Jamaican businesses shun standards - Hylton
JAMAICA'S COMPETITIVENESS on the global market is still being undermined by the failure to adhere to proper manufacturing and other standards, according to Minister of Industry, Investment and Commerce Anthony Hylton.
"From all the data that I have seen, one of the areas that I think we have ignored is the whole role of standards in business practices," Minister Hylton admitted during a Gleaner Editors' Forum last week. "I think we have underestimated that," he added, pointing that his short-sightedness has hindered the country's effort to be competitive at the regional and international levels.

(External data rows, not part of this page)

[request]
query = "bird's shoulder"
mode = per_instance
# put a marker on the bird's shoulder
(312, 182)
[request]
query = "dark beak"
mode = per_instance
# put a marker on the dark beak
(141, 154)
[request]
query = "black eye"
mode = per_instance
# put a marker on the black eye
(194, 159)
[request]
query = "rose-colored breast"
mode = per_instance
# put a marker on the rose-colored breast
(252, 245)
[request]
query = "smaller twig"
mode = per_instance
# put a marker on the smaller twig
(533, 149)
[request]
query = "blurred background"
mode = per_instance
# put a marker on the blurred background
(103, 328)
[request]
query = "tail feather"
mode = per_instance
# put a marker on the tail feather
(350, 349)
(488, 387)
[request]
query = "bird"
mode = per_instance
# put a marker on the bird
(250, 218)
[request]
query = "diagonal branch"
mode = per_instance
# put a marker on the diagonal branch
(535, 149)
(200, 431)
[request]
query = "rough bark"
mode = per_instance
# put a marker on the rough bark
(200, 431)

He explained: "Competitiveness is a key part of what you have to aim for if you are building an entrepreneurship in what is increasingly a globalised and integrated economy; then you have to be competitive in whatever you do."

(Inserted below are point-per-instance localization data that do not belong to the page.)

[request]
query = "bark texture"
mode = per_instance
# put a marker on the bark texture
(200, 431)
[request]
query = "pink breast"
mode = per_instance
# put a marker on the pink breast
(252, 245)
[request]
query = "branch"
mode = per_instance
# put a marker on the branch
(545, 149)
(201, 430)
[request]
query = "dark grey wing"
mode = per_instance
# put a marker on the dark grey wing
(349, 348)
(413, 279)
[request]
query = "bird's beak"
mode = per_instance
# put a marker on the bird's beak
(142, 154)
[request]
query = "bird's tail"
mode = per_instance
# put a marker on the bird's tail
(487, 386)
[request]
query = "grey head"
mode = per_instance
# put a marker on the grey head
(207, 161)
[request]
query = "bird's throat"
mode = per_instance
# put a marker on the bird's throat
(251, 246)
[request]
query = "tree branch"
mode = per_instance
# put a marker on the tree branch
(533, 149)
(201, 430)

Hylton's comments came a week after Jamaica's export sector received a significant boost in its capacity for testing and quality control with the donation of state-of-the-art equipment for the Bureau of Standards Jamaica's (BSJ) chemistry and metrology laboratories. The two BSJ facilities are among the six export-related laboratories which were equipped in keeping with the country's Economic Partnership Agreement with the European Union.
Technical staff from a number of agencies also benefitted from training, which according to Colin Bullock, director general of the Planning Institute of Jamaica, has significantly enhanced the competitiveness of local exports, with the BSJ's chemistry laboratory now accredited to test and give a stamp of approval for food products for export, a process which up to then was done out of the country.